UN calls for restraint as tensions rise between India and Pakistan over Kashmir

Indian national flag and the former flag of Indian-Administered Kashmir.

Indian national flag and the former flag of Indian-Administered Kashmir. Source: Reuters

In a move described as the most wide-reaching in seven decades, India has scrapped Indian-controlled Kashmir's special constitutional autonomy.


In the seventy-two years since India and Pakistan gained independence from British rule, tens of thousands have been killed in the neighbouring countries' dispute over Kashmir.

When Britain left in 1947 and India and Pakistan were partitioned, Kashmir state initially decided to be independent of both countries before ceding to India later that year.

Ever since, there has been a succession of skirmishes between the two nuclear powers over the region; a proposed UN plebiscite on the issue never happened in either India-administered or Pakistan-administered Kashmir.

While a line of control was drawn in 1972 after three wars between India and Pakistan, and several ceasefires declared, the violence the valley has persisted.

As recently as February a suicide bomber rammed a car into a bus in Kashmir, killing forty Indian paramilitary police on board, and heightening tensions.

Now, India-Pakistan ties have been further strained after India announced it would revoke constitutional provisions that allows the Indian controlled state of Jammu and Kashmir to make its own laws.

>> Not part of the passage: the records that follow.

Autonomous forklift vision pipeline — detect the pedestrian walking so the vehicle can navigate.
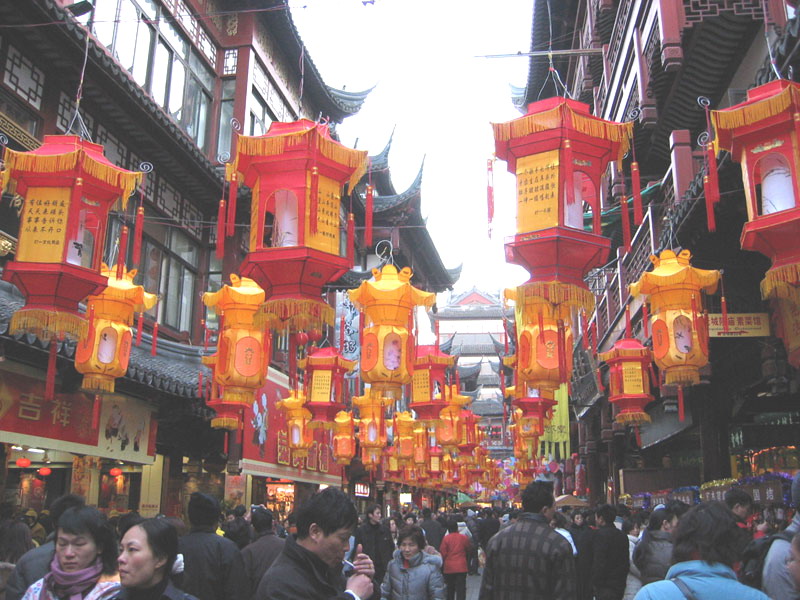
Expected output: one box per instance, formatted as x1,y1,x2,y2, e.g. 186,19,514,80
439,519,472,600
22,506,119,600
635,502,768,600
480,481,576,600
178,492,247,600
114,519,197,600
257,487,375,600
380,525,444,600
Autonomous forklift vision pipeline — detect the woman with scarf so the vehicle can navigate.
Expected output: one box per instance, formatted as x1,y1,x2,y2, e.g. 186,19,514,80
22,506,119,600
114,519,197,600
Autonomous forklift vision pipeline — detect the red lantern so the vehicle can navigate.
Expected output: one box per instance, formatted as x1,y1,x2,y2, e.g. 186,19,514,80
706,79,800,367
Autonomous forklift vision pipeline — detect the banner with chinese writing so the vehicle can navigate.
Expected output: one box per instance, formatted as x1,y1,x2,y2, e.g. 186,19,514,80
0,370,155,463
242,370,342,486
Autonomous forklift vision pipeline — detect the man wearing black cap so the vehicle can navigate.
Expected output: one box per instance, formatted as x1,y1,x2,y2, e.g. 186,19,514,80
242,506,286,598
178,492,249,600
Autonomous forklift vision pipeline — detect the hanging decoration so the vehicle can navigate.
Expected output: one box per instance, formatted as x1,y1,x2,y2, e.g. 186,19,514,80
75,264,158,394
706,79,800,368
630,250,720,421
203,274,272,430
226,119,367,332
493,98,633,457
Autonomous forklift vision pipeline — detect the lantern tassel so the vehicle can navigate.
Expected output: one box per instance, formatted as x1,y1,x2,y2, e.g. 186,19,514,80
364,184,375,249
486,158,494,238
631,161,644,227
136,312,144,346
347,213,356,265
308,165,319,234
216,200,225,260
132,204,144,269
226,173,239,237
150,321,158,356
44,337,58,402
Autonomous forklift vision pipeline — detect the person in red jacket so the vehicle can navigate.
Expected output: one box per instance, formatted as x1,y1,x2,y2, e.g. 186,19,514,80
439,519,472,600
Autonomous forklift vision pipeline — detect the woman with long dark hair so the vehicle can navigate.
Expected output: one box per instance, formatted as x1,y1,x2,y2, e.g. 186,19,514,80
115,519,197,600
22,506,119,600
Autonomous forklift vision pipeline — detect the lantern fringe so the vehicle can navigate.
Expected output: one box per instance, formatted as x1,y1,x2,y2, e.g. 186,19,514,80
492,102,633,160
81,373,115,394
253,298,335,331
4,149,144,210
9,308,88,342
711,85,800,150
761,263,800,302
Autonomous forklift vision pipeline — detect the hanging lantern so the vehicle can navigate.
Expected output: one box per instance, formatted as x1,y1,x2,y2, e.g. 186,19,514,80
711,79,800,367
333,410,356,465
0,135,142,341
630,250,720,420
411,346,456,426
599,308,653,426
275,391,314,458
75,264,158,393
203,274,271,430
297,348,356,428
226,119,367,331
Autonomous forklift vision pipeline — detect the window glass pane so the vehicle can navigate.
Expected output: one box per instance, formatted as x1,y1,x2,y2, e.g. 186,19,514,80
114,0,139,71
178,269,194,331
169,229,200,267
150,40,171,106
131,23,154,87
93,0,117,48
168,57,186,122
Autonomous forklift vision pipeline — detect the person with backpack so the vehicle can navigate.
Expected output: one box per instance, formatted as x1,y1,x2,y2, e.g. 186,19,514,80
635,502,769,600
760,474,800,600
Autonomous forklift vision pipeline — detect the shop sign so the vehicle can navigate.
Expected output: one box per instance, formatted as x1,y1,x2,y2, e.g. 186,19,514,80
0,370,156,464
708,313,770,338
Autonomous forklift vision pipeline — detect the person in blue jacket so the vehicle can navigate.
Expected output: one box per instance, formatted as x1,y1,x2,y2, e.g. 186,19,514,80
634,502,769,600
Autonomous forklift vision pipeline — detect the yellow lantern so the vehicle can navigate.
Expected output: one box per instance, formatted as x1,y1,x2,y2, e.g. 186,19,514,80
349,264,436,399
275,391,314,458
333,410,356,465
75,264,158,393
203,274,271,430
630,250,720,420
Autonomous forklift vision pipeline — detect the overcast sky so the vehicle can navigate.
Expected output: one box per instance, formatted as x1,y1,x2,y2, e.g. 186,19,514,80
290,0,533,303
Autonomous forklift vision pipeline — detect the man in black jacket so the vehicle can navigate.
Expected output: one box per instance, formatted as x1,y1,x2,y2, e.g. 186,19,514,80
242,506,286,598
178,492,249,600
351,503,395,600
592,504,630,600
256,487,375,600
6,494,84,600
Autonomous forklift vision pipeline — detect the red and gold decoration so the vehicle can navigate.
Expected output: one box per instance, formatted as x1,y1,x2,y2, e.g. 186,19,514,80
706,79,800,367
493,98,633,458
630,250,720,420
75,265,158,393
203,274,271,430
227,119,367,331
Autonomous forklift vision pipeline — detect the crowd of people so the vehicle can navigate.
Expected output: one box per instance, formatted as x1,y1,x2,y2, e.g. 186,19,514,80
0,477,800,600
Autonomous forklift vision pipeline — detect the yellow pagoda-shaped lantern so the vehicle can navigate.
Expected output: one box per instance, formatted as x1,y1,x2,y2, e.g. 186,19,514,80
75,264,158,393
630,250,720,420
203,274,271,430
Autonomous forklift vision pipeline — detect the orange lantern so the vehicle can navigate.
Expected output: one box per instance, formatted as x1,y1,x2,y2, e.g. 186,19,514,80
630,250,720,420
203,274,271,430
333,410,356,465
275,391,314,458
706,79,800,367
297,348,356,428
75,265,158,393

Crucially the changes would scrap laws limiting property purchases and ownership to Kashmir residents - an important regulation for India's only Muslim-majority state in resisting a demographic balance - which brings it in line with the rest of the country.

Welcoming this decision, a Kashmiri now living in Delhi said, "Our 30 years of banishment has ended. The most important thing is that now Jammu and Kashmir will prosper. Today is the actual independence. It is a historic and very good step for us that Article 370 has been scrapped."